I yawned leisurely, “Guess I better get ready, too.”
On the street outside the activity center, a doorman flagged down the women, “Drive up to the door, and go on in. We’ll park your car for you.”
As the maitre d’ of the evening escorted a friend to her table, she stopped, stared across the banquet room and sputtered, “That’s not a taped music playing! It’s live.” She stared at the trio of women dressed in concert black playing classical music on string instruments.

Our waiter seated us and presented the evening’s menu with a flourish found only in expensive restaurants — the kind where they want folks to wear not only shoes, but also a coat and tie. Fathers and sons, alias waiters in black cummerbund, brought goblets of lemonade to each woman.
“I love this. I can’t believe it,” the single mother of two sons kept repeating. She grinned and signaled for another drink. A four-course dinner of strawberry fluff salad, broccoli soup, Parmesan chicken and sorbet with mint were set before us, using gold edged plates and bowls.

A former Miss Arkansas played the piano and sang. Her mother shared nine rules for raising children. When she finished my daughter leaned over and whispered an astonished, “Mom those are the rules at our house.”
Two-and-a-half hours later, the magical evening came to a close – for the women. The men stayed to take down the decorations, strip tables of linens and wash china. I overheard one woman asking another, “Please, take your camera into the kitchen. I want a picture of my husband washing dishes.”
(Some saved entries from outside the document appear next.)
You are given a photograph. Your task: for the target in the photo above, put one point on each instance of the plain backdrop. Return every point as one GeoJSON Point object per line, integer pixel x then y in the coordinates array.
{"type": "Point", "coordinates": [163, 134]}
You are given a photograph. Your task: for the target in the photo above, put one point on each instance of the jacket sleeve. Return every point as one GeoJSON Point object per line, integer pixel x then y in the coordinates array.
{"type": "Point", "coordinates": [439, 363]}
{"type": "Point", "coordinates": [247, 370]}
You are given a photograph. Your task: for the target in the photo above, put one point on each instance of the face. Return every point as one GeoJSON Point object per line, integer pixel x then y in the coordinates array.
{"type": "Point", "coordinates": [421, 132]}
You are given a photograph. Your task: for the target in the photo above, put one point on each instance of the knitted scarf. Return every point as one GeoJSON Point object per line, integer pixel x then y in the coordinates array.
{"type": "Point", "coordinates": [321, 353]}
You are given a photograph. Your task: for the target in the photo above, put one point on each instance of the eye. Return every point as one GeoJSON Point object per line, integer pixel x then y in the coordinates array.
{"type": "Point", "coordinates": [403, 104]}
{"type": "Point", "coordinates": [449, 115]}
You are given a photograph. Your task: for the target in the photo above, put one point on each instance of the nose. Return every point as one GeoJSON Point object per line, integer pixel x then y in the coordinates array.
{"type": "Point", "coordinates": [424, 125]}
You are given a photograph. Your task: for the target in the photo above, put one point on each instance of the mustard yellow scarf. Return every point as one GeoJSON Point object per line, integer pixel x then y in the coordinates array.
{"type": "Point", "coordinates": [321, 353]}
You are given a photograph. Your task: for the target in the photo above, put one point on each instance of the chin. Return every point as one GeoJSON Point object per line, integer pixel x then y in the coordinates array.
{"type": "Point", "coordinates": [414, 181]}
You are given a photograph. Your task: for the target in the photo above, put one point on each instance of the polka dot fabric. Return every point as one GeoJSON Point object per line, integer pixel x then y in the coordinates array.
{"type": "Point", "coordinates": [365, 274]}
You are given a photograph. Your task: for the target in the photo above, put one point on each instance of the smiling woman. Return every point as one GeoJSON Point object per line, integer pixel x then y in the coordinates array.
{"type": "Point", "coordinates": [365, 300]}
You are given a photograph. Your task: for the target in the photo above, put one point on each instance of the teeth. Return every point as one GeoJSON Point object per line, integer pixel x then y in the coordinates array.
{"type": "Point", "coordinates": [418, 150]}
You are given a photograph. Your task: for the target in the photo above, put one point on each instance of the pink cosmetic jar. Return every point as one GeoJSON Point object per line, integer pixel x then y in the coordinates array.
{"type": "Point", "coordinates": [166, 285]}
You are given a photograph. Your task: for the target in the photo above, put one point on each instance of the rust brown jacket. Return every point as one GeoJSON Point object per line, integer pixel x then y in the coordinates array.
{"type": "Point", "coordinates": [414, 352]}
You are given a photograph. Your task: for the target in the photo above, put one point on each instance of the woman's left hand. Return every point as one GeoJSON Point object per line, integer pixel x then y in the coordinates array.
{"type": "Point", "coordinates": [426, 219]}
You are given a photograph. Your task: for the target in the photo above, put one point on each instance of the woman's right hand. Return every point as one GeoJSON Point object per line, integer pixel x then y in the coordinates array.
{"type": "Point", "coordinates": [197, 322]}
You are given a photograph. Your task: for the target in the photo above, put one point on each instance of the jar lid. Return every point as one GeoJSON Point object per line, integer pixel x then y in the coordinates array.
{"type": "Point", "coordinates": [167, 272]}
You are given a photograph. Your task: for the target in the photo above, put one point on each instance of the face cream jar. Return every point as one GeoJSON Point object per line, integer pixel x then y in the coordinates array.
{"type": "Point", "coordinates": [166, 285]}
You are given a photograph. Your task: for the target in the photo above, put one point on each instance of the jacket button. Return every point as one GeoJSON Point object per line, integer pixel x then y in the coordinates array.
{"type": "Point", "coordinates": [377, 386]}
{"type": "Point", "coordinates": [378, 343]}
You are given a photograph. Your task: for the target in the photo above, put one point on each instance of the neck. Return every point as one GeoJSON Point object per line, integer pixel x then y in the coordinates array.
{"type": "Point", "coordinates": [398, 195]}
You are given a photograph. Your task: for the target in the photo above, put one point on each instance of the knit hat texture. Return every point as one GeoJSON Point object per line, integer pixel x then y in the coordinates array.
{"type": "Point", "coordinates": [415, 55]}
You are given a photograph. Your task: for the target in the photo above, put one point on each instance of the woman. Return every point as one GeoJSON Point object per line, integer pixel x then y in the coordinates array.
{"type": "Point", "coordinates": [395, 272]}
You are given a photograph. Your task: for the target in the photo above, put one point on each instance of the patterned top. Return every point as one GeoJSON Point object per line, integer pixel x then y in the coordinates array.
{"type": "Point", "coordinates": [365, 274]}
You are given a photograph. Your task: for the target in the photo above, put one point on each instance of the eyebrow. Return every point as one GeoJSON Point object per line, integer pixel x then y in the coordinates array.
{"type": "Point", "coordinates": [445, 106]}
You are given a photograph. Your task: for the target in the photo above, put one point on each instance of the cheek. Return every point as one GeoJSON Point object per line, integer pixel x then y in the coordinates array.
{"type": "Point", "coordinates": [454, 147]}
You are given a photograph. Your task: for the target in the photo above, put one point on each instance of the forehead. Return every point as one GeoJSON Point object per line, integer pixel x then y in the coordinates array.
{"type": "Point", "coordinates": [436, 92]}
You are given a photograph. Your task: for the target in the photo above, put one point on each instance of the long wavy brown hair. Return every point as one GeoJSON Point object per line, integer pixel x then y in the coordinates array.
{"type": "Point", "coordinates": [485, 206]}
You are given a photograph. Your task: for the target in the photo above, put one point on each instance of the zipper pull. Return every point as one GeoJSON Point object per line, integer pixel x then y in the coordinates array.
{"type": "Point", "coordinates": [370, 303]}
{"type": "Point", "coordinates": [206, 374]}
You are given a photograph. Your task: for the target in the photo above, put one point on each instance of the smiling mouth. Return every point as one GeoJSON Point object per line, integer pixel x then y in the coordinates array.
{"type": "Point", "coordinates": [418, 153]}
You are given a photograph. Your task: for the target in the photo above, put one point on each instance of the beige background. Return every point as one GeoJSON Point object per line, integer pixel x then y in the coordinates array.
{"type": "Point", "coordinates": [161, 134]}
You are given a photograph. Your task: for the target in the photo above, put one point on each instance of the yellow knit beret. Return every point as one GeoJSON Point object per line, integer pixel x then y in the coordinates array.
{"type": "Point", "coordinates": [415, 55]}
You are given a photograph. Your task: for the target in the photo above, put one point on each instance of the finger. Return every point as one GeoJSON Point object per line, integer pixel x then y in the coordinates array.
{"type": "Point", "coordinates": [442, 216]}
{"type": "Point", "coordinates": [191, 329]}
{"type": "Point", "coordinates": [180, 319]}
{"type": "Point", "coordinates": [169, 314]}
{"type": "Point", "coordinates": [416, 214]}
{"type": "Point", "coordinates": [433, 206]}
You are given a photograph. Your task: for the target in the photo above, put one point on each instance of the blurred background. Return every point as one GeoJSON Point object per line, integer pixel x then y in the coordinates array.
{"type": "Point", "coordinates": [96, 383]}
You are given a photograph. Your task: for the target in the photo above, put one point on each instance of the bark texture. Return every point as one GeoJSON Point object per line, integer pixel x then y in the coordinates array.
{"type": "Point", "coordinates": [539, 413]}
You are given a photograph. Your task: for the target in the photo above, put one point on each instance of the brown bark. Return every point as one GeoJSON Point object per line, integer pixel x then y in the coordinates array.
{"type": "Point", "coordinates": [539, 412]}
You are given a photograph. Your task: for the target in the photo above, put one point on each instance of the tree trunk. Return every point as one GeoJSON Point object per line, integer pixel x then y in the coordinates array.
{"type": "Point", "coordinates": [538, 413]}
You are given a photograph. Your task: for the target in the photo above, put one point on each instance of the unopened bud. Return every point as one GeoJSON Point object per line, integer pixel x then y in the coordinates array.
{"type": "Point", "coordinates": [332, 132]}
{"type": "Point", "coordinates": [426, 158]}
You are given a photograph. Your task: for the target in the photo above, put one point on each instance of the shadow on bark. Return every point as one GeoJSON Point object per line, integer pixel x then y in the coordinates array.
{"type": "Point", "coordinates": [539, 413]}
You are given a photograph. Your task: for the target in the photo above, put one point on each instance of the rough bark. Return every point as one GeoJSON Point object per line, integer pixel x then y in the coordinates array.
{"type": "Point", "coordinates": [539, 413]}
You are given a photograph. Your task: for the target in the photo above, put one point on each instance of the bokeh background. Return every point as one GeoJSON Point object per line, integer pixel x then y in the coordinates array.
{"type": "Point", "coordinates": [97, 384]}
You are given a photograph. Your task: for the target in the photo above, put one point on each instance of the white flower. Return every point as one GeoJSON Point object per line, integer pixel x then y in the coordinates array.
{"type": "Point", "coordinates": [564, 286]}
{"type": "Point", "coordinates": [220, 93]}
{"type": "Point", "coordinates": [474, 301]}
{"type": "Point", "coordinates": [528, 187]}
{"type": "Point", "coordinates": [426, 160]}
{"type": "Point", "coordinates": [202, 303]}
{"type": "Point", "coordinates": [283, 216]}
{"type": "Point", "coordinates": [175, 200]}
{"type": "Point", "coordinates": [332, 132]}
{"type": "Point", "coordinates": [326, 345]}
A usually busy women walked out in disbelief saying, “I didn’t have to do a thing before I came. I don’t have to help clean up. And now I’m leaving without carrying a dish.”
One wife pulled my husband aside, “You don’t know that this has done for our marriage – to have my husband plan, arrange and frustrate his way through the preparations for tonight and then serve my table tonight. Thank you.”
“That’s what this was all about,” he said.
At 10 p.m. he came home, collapsed into the lounge chair and left his white shirt in the hamper for me wash and iron.